B12 injections

fishfortwo

Expert
96
I have a client in her IEP, 65 this month. She has to have a monthly injection that is administered by the nurse in her doctors office. We have gone over the MAPD vs MS extensively and she wants the MAPD $0 HMO so please no debate on that. It shows as an OTC and not covered under Medicare.
Her employer plan covers it and she only pays a small co pay. She has Pernicious Anemia and has to have these shots. We checked the codes the provider uses the first is 96372 listed as therapeutic, prophylactic, or diagnostic injection. The second code is J 3420-vitamin B12 1000 MCG.

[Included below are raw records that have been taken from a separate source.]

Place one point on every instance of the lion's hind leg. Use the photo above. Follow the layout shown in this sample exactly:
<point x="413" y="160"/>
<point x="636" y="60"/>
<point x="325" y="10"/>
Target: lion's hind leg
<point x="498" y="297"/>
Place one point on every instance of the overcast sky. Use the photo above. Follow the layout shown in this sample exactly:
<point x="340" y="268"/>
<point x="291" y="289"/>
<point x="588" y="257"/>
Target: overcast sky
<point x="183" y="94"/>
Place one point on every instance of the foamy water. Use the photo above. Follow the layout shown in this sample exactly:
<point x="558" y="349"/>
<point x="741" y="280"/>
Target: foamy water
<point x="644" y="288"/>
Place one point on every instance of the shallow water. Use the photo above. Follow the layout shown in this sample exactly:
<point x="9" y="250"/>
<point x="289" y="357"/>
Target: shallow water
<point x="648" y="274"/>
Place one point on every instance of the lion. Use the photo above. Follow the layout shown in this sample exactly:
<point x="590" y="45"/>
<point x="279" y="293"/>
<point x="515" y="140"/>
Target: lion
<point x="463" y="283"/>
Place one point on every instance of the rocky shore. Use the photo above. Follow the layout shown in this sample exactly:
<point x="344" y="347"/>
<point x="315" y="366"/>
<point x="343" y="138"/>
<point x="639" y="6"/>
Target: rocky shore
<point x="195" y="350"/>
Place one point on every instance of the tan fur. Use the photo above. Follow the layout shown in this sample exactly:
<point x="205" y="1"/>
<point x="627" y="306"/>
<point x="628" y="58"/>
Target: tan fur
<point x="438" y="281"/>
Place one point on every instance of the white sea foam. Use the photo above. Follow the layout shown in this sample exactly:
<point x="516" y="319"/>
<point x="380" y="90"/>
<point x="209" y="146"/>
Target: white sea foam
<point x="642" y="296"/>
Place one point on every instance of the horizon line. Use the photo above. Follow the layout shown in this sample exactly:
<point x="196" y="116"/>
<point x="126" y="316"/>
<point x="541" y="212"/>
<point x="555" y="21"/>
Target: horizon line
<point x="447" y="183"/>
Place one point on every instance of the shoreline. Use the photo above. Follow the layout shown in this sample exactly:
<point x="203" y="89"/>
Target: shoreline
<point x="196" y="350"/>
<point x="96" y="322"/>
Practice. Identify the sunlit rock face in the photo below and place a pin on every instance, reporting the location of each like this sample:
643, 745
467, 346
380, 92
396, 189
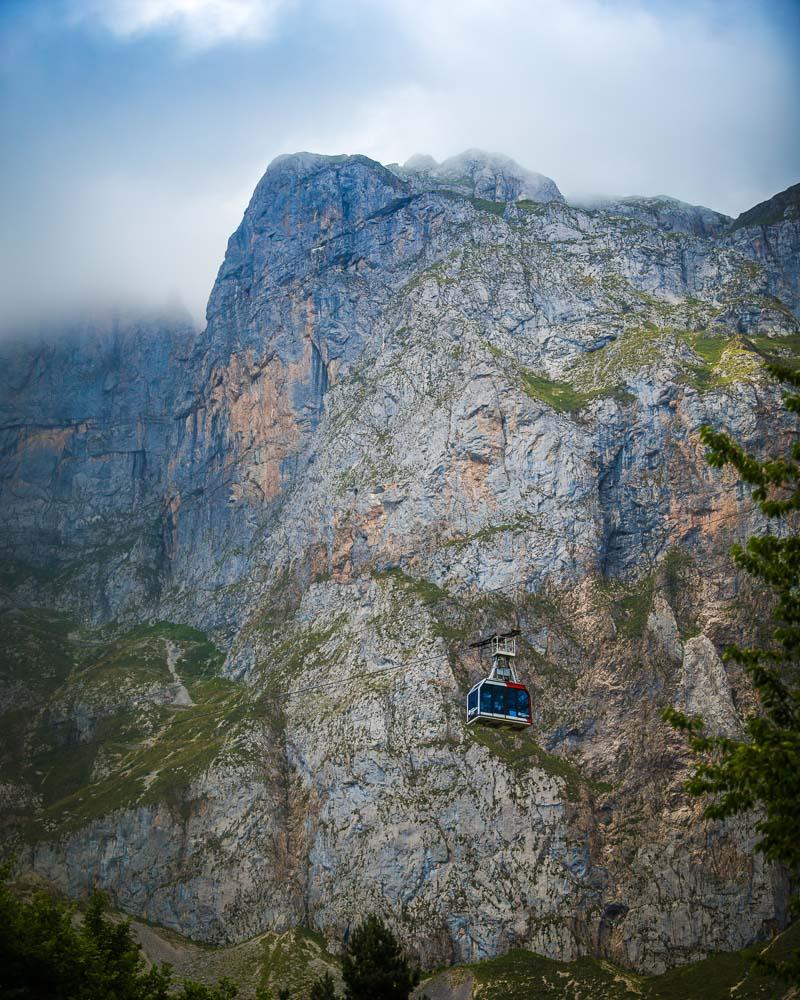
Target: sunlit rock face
429, 401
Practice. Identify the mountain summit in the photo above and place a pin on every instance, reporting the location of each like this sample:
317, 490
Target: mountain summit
491, 176
243, 567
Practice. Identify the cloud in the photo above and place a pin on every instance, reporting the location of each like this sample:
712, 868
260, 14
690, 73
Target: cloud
126, 168
199, 24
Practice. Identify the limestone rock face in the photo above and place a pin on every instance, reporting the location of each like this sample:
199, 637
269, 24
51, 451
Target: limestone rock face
669, 214
705, 689
428, 402
491, 176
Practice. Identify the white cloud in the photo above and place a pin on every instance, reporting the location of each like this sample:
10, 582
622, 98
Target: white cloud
199, 24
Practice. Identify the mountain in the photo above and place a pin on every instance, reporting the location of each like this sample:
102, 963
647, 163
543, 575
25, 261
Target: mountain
666, 213
243, 567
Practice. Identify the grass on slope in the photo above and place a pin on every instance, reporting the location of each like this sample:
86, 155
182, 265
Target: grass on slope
89, 725
524, 975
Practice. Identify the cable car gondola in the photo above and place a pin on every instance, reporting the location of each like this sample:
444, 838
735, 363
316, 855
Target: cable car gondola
500, 699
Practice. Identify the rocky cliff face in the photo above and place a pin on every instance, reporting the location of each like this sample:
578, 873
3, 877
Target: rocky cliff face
426, 403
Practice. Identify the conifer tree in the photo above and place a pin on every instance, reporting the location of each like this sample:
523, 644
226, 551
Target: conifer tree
762, 772
324, 988
373, 964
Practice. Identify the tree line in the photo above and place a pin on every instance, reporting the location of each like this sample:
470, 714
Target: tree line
50, 952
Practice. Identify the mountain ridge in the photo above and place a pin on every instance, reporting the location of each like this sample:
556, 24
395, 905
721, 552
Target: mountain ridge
414, 415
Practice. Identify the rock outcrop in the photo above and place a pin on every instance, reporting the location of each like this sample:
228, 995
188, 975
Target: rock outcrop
428, 400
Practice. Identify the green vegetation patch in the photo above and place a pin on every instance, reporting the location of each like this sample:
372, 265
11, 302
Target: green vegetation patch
484, 205
521, 974
98, 731
518, 751
293, 961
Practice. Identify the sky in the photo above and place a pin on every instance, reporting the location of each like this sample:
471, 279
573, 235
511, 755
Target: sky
134, 131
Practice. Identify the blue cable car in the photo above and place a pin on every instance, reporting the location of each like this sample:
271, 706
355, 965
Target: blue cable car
500, 699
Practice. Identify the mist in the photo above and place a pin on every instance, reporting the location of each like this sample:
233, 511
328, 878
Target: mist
135, 130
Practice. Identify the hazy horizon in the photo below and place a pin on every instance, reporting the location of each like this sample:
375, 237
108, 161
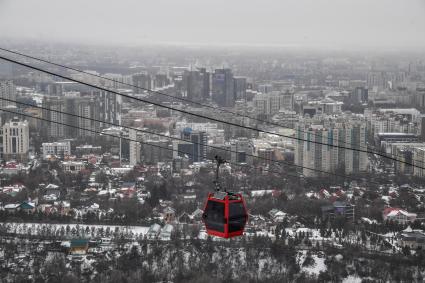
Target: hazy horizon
328, 24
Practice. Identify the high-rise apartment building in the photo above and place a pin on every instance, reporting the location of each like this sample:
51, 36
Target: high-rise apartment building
271, 103
102, 106
313, 151
223, 88
195, 148
8, 91
240, 88
141, 80
135, 147
196, 85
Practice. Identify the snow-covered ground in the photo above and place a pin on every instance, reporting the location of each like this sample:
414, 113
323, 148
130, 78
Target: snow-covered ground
316, 267
35, 228
352, 279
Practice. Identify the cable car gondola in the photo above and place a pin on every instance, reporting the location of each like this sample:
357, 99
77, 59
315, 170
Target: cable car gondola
225, 213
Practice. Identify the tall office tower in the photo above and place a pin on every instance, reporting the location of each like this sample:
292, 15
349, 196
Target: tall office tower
206, 85
51, 129
287, 100
223, 88
109, 107
195, 148
84, 107
142, 80
355, 137
240, 88
265, 88
156, 150
135, 147
316, 154
15, 140
8, 91
193, 84
241, 148
359, 95
161, 80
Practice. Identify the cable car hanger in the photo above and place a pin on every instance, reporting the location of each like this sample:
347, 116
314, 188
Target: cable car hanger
225, 213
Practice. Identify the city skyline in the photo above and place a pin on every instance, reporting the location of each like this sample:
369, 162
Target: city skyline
292, 24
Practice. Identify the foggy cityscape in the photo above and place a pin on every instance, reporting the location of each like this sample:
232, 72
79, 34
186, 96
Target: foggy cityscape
212, 141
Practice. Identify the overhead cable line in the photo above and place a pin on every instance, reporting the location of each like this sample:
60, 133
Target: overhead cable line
203, 116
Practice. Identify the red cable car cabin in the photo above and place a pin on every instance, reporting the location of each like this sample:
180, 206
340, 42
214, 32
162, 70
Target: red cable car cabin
225, 214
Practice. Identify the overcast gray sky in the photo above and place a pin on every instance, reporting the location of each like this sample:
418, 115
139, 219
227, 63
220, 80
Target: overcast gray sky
316, 23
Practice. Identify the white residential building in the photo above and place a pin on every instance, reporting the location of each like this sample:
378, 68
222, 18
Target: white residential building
15, 140
135, 147
8, 91
312, 149
56, 149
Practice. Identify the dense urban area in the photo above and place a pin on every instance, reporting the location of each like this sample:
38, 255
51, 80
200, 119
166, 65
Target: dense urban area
102, 187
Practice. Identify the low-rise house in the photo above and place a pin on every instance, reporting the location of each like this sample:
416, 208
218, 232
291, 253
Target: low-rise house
168, 214
398, 215
338, 208
79, 246
197, 215
277, 215
73, 166
28, 207
166, 231
153, 231
411, 238
12, 207
184, 218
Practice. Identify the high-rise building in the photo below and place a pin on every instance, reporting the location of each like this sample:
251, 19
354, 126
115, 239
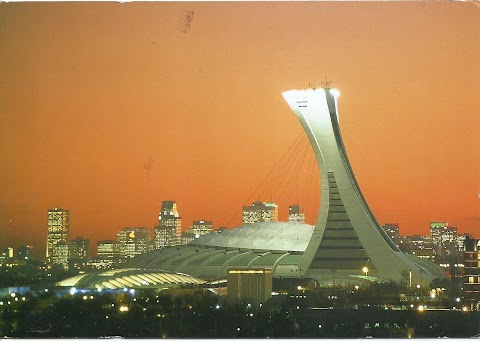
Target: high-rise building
260, 211
72, 254
80, 253
24, 253
471, 275
202, 227
62, 251
296, 214
393, 231
188, 237
133, 241
58, 229
444, 238
168, 232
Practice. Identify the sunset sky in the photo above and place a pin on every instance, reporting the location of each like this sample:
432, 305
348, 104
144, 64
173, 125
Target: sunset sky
107, 109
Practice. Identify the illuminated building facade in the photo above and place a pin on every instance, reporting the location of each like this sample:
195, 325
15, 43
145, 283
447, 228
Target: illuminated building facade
72, 254
58, 229
253, 285
133, 241
346, 240
296, 214
188, 237
471, 275
260, 211
202, 227
347, 237
24, 253
444, 238
168, 232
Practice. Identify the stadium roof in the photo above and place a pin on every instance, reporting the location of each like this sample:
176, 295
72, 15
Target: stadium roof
129, 278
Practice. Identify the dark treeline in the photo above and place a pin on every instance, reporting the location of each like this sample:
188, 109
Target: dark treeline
201, 314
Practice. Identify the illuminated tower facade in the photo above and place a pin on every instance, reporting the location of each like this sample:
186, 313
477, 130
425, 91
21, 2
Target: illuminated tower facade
133, 241
168, 232
58, 230
260, 211
347, 239
202, 227
296, 214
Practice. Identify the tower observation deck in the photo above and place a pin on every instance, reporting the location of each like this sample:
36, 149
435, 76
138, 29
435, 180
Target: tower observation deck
346, 237
346, 242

I cannot get a clear answer from the plan we are considering and was hoping one of you Gurus had dealt with this before and could let me know if this will be covered as an office visit, infusion, self pay and get reimbursed etc. I do not want to expose her to high cost obviously. Thanks in advance.
 
I had a similar case with a client who gets infusions. I forget what the drug is, but it is not in the Medicare formulary, Part B or D. The general rule is “if Medicare covers it, we cover it”. If someone is taking something not in a plan’s formulary when they go on the plan, the plan must provide it while the member and her Doc look for a formulary drug that works. Read the boilerplate in the first few pages of a Part D brochure, just FYI. Part B should apply here
 
Thank you both for the replies, they have been very helpful. The link provided by Northeast Agent leads me to believe this should be covered because of her condition but probably at 20% under part B with an MAPD. I would like to know the cost exactly for her benefit.I have emailed the Regional Manager of the carrier with the specifics and I am awaiting a reply. I did try as suggested numerous times with the carrier to talk with someone in claims and benefits. After going through the loop several times I was told they can only do that for an existing member not a prospective one. We have until the end of the month to pull the trigger. Again thanks for the advice.
 
Fishfortwo, depending on the cost of the shot, a Med Supp may be a better choice if it falls under Part B. After she pays the Part B yearly deductible, she'll be done with it. But it all depends on the MOOP for MAPDs in your area as well. They sound great until you start paying out of pocket.
 
Preaching to the choir. I have been over and over that with her. Her thoughts are if it is too much she can exercise the trial right. It appears at this point the cost of the B12 range on the low end $10 to $40 so it should be 20% of that. The PCP visit is a $0 co pay. The moop is $4500 and going down significantly for 2019.
 
Yes exactly, and that was my knee jerk reaction. I have several of my clients on those as well as my mother. I have just never had the issue of Pernicious Anemia and B12 come up before. I just wanted to dot my i's and cross my t's. Thanks for the input.